Tutti i giorni, dopo molte ore separate, chiedo curiosa a mia figlia com’è andata la sua giornata.
<Amore! Com’è andata oggi?> domando sorridendo.
<Béne> risponde lei, misurata, ricambiando il sorriso.
<Cos’hai fatto oggi?>
<Giocato.> dice, come un’adolescente ermetica che non vede l’ora di rendicontare per filo e per segno il suo sabato sera.
Io la guardo intenerita, pensando a quella porzione enorme di giornata che mi sfugge, a tutte quelle buffe espressioni, le piccole conquiste, le molteplici attività che non posso godermi, cui non mi è possibile condividere con lei, consapevole del fatto che, adesso, più che di raccontare, abbia voglia di dedicarsi alacremente a nuove attività strettamente collegate con lo smantellamento della casa, fino all’ora d’andare a dormire.
C’è un momento, però, la sera, in cui mia figlia fa una sorta di adrenalinico ed energico rush finale, prima di lavarsi i dentini, infilare il pigiamino e metterci a nanna.
Quel momento, nonostante la stanchezza, lo aspetto come un cercatore di funghi attende il suo porcino da cinquecento grammi pulito o un tartufaio stanare il suo prezioso tubero.
<Mamma!> mi intima perentoria, a un certo punto < siediti lì, sul tappeto.

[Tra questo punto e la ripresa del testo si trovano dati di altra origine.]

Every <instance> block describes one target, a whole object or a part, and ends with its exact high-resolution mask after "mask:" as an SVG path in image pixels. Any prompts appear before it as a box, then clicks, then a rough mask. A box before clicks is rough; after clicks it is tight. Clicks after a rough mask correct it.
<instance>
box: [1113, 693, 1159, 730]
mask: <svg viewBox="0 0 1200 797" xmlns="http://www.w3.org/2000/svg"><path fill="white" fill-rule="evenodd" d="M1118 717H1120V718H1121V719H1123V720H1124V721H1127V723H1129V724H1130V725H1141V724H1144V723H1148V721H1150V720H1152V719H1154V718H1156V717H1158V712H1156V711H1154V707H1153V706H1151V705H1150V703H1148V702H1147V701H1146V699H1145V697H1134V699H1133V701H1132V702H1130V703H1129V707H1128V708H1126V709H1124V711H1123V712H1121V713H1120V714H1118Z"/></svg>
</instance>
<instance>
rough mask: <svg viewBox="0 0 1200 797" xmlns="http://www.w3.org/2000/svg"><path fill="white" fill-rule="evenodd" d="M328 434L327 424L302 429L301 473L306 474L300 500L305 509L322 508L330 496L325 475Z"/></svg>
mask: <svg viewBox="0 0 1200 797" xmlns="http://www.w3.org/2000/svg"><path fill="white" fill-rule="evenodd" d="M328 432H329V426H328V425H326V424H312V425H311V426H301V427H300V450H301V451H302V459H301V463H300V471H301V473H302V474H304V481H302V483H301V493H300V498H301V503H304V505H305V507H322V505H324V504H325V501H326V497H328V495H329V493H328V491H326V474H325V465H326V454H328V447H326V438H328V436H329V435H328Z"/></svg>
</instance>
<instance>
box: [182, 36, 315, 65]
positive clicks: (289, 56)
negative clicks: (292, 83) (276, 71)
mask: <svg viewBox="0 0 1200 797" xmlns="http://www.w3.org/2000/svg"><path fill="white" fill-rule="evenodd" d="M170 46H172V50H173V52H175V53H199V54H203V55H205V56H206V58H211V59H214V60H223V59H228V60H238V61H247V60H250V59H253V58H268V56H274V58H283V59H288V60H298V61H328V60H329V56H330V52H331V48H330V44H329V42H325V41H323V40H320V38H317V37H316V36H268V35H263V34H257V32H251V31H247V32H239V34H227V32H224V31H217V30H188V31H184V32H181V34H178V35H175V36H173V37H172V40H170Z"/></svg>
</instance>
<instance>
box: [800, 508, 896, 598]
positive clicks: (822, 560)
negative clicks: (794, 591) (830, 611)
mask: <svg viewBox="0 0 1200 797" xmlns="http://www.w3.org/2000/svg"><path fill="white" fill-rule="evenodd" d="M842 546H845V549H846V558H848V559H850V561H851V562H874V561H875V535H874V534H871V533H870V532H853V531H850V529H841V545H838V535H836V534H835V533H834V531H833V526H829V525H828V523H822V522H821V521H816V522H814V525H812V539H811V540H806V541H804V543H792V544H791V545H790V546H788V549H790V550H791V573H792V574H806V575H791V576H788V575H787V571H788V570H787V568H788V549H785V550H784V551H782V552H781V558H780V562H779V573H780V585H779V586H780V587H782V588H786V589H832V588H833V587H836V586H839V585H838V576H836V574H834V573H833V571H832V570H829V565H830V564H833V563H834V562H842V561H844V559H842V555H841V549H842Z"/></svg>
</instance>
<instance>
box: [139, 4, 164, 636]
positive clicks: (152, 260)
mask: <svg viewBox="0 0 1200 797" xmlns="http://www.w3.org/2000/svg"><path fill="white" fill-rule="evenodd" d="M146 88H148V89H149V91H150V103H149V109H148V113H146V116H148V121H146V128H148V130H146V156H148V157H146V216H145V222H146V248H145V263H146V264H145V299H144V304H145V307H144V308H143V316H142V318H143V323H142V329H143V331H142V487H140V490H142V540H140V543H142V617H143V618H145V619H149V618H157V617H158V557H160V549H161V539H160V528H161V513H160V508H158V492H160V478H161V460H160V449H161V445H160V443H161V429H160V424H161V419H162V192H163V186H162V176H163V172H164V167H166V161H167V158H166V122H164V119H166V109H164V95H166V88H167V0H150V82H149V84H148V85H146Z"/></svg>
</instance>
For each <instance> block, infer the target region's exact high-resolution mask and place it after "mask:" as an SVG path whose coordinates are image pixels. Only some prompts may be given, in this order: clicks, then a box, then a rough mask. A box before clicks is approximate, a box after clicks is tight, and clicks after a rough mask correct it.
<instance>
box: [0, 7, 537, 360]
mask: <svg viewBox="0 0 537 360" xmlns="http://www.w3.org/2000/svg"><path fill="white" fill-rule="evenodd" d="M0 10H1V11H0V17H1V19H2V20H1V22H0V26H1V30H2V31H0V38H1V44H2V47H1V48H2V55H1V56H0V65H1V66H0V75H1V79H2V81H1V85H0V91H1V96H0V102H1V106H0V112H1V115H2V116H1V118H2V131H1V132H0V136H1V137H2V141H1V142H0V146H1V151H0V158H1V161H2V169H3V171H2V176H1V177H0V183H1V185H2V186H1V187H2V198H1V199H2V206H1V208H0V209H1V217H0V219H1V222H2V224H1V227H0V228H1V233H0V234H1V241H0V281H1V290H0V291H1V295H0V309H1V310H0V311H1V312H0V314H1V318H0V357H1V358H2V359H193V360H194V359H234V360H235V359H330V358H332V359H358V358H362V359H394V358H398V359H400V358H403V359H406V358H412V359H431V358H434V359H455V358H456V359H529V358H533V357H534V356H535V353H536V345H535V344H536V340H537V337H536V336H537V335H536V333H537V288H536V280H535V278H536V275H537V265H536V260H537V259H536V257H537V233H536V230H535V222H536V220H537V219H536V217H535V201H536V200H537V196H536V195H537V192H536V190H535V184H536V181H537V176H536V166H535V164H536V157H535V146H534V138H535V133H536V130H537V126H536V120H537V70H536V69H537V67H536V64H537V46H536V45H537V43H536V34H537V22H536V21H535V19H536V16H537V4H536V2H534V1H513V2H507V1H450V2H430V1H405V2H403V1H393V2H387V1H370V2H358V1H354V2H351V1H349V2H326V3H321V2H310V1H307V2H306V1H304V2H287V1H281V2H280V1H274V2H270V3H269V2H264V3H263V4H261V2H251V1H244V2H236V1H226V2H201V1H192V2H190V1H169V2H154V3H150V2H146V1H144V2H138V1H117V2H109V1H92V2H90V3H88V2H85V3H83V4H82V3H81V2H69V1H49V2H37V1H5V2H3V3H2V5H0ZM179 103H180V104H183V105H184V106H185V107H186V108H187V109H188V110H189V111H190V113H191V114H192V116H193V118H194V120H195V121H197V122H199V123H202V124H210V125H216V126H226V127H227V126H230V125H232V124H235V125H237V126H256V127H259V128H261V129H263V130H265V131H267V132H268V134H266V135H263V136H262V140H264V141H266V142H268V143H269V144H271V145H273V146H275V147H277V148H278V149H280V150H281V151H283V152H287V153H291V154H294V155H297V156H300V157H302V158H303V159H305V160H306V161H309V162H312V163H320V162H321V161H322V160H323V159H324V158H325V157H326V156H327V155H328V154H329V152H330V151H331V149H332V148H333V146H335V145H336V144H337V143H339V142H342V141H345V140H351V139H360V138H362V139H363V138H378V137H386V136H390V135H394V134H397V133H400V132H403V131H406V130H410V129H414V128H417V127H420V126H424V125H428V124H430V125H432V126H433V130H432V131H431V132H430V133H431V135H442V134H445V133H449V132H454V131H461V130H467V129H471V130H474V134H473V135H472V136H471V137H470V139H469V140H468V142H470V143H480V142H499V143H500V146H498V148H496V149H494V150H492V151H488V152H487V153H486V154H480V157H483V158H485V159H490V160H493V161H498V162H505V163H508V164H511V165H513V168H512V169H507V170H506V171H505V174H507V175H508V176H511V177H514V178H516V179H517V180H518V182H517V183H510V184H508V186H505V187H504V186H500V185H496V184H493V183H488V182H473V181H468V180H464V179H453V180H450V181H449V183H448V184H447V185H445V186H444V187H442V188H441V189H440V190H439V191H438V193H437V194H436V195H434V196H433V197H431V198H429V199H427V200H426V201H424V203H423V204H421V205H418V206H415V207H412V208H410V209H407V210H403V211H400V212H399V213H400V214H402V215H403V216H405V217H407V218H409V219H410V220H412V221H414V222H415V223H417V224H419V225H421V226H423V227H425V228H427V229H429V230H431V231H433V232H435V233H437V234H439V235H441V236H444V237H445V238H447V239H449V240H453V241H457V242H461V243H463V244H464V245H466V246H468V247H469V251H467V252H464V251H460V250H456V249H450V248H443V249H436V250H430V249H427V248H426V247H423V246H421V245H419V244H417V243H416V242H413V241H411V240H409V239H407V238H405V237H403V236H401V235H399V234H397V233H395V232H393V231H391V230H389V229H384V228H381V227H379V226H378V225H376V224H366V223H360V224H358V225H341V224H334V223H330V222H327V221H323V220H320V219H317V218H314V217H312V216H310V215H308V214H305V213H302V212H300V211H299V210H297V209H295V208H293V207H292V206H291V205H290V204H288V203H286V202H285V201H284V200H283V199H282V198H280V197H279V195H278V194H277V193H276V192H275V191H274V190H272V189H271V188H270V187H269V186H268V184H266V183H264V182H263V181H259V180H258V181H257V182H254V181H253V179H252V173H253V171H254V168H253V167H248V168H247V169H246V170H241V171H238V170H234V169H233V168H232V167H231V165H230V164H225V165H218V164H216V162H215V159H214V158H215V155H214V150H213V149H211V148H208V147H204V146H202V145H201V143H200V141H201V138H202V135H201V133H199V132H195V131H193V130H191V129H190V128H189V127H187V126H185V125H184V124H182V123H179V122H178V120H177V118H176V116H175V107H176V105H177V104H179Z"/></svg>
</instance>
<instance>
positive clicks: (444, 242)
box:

QUI!QUI!> mi sollecita accucciandosi e battendo la manina a terra.
Io mi accomodo felice, e la guardo, rapita, mentre lei comincia a cantare, a recitare pezzi di filastrocche, a rievocare piccole parti della sua giornata.
< Nanna, asilo, scarpine, shhhhhh, vuoi panino?! Il coccodrillo, come fa? Fa la nanna! Non c’è il luuuuupoooo, noooo, non c’èèèè> scandisce ora con la voce di Topolino, ora con il timbro del Gabibbo, agitando l’indice, poi scattando in piedi, per poi, alfine, ripiombare rumorosamente seduta.

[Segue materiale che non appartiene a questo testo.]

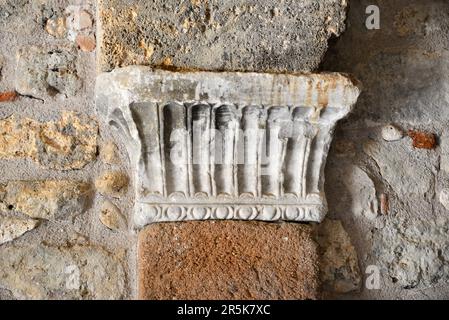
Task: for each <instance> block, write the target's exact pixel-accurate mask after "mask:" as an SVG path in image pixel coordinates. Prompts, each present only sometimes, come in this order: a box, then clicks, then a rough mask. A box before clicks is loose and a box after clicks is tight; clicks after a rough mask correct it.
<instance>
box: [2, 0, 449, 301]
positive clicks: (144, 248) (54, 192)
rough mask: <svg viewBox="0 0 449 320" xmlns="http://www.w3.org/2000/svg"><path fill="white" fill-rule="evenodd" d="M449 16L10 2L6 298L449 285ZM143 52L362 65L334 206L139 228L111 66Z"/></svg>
mask: <svg viewBox="0 0 449 320" xmlns="http://www.w3.org/2000/svg"><path fill="white" fill-rule="evenodd" d="M370 4H376V5H378V6H379V8H380V13H381V28H380V30H367V29H366V28H365V25H364V23H365V19H366V17H367V15H366V14H365V8H366V7H367V6H368V5H370ZM346 15H347V18H346ZM448 16H449V4H448V3H447V1H444V0H431V1H429V0H412V1H406V0H395V1H386V0H385V1H381V0H377V1H365V0H352V1H350V3H348V2H347V1H345V0H323V1H311V0H310V1H309V0H304V1H269V0H266V1H260V2H258V3H257V4H254V3H253V2H251V1H237V0H232V1H226V4H225V5H220V3H219V1H193V0H192V1H187V2H186V4H185V7H182V6H179V5H178V1H131V0H130V1H115V0H101V1H98V2H97V1H94V0H84V1H83V0H80V1H76V0H36V1H30V0H0V43H1V44H2V45H1V46H0V299H134V298H168V299H172V298H179V297H180V298H268V299H280V298H284V299H303V298H312V299H317V298H328V297H331V298H335V297H336V298H362V299H369V298H392V299H402V298H447V297H449V286H448V285H447V284H448V281H449V269H448V266H449V262H448V261H449V253H448V250H447V247H448V240H447V232H448V228H449V218H448V210H449V191H448V190H449V183H448V181H449V180H448V172H449V165H448V163H449V147H448V145H447V139H448V136H449V132H448V131H447V119H448V116H449V114H448V110H449V109H448V105H449V94H448V92H449V90H448V89H449V88H448V86H449V78H448V77H449V72H448V71H449V70H448V69H449V53H448V44H449V36H448V34H449V32H448V31H449V24H448V22H449V19H448V18H449V17H448ZM345 25H346V27H345ZM329 41H330V44H329V47H330V48H329V50H327V48H328V42H329ZM326 51H327V53H326ZM131 64H145V65H151V66H156V67H161V68H165V69H167V68H168V69H171V70H172V69H175V70H185V69H201V70H215V71H222V70H227V71H236V70H238V71H269V72H273V71H275V72H300V71H314V70H317V69H320V70H326V71H338V72H349V73H351V74H353V75H354V76H355V77H356V78H358V79H359V80H361V81H362V83H363V85H364V92H363V94H362V96H361V97H360V100H359V102H358V103H357V105H356V107H355V111H354V112H353V114H352V115H351V116H350V117H349V118H348V119H347V120H345V121H344V122H342V123H340V124H339V126H338V128H337V132H336V139H335V140H334V142H333V145H332V148H331V151H330V155H329V159H328V165H327V169H326V196H327V199H328V203H329V215H328V218H326V220H325V221H324V222H323V223H322V224H320V225H316V224H310V225H303V224H291V223H278V224H272V223H263V222H218V221H217V222H215V221H212V222H189V223H169V224H155V225H152V226H150V227H147V228H146V229H144V230H143V231H142V232H141V233H140V234H138V232H137V231H136V230H134V229H133V228H132V223H131V221H130V217H131V210H132V207H133V202H134V199H133V194H132V192H131V190H132V187H131V186H132V185H133V181H132V180H131V179H130V177H131V176H132V175H130V174H129V173H130V168H129V159H127V156H126V151H125V149H126V148H125V146H124V144H123V141H121V140H120V137H119V135H117V134H116V133H114V132H111V131H110V130H109V129H108V125H107V124H106V123H104V121H103V119H101V117H99V115H98V110H97V109H96V106H95V103H94V95H95V78H96V76H97V73H98V72H102V71H110V70H111V69H113V68H115V67H122V66H126V65H131ZM242 235H243V236H242ZM245 236H249V237H250V238H254V239H255V240H254V241H247V242H245V241H244V240H245ZM242 239H243V240H242ZM205 256H207V258H206V259H205V258H204V257H205ZM139 262H140V263H139ZM142 266H146V267H142ZM175 266H178V267H175ZM179 266H180V267H179ZM370 266H374V267H375V270H377V269H378V270H379V271H380V280H381V283H380V287H379V288H378V289H375V290H369V289H368V288H367V287H366V285H365V281H366V280H367V277H368V276H369V274H367V273H366V271H367V270H370V269H369V267H370ZM149 267H152V268H154V269H157V272H152V270H151V269H149ZM367 268H368V269H367ZM192 270H193V273H192V274H189V272H191V271H192ZM205 270H206V271H205ZM273 270H274V271H273ZM233 271H235V272H234V273H233ZM189 279H192V280H191V281H187V280H189ZM198 279H201V280H203V281H202V282H201V281H200V280H198ZM197 280H198V281H197ZM204 280H207V281H204ZM200 282H201V283H200ZM181 285H182V287H180V286H181ZM211 288H214V289H215V290H211ZM217 288H218V289H217Z"/></svg>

Ed eccolo lì, un adorabile potpourri di immagini, canzoni, esperienze, persone, amicizie, impressioni ed emozioni che riaffiorano al calar della sera, amabilmente, come ninfee sul filo dell’acqua.
Non c’è un filo storico, un andamento ordinato, una conclusione né un inizio; non ci sono domande e non ci sono risposte: un po’ corre e un po’ s’accomoda, un po’ canta e poi racconta.
Io assimilo quei momenti come fossero prodigiose vitamine.
A volte vorremmo così disperatamente conoscere, sapere, partecipare, e puntualmente non riceviamo gli esaustivi rendiconti che desideriamo: magari perché il nostro bambino parla appena, oppure perché più che raccontare, quello desidera fare.
Ma se tendiamo l’orecchio più sensibile, quello del cuore, se ci sintonizziamo in un particolare momento giusto, quotidiano, messo lì, tutti i giorni, magari fra la veglia e il sonno, potremo godere in diretta di un piccolo assaggio profondissimo e vitale di quotidianità dei nostri cari: piccoli attimi di contemplazione ammirata di divertenti monologhi di mani a mimare rondini, a figurare pulcini che fanno capolino dal guscio, salti di ranocchie coraggiose e cannocchiali invisibili appoggiati con attenzione all’occhio destro, a scrutare l’orizzonte.
Io aspetto tutti i giorni quel racconto fatto di risposte a domande che non saprei nemmeno porre; narrazioni brevi, sconclusionate e prevalentemente urlate, oppure impercettibilmente sussurrate: non è vero che non mi dici niente, tu dici veramente tutto, parlando una lingua meravigliosa, fatta di gesti, parole e note, un idioma impregnato di te, quella di tutti i giorni, di ogni meravigliosa ora, di cui è composta ogni singola, importantissima giornata.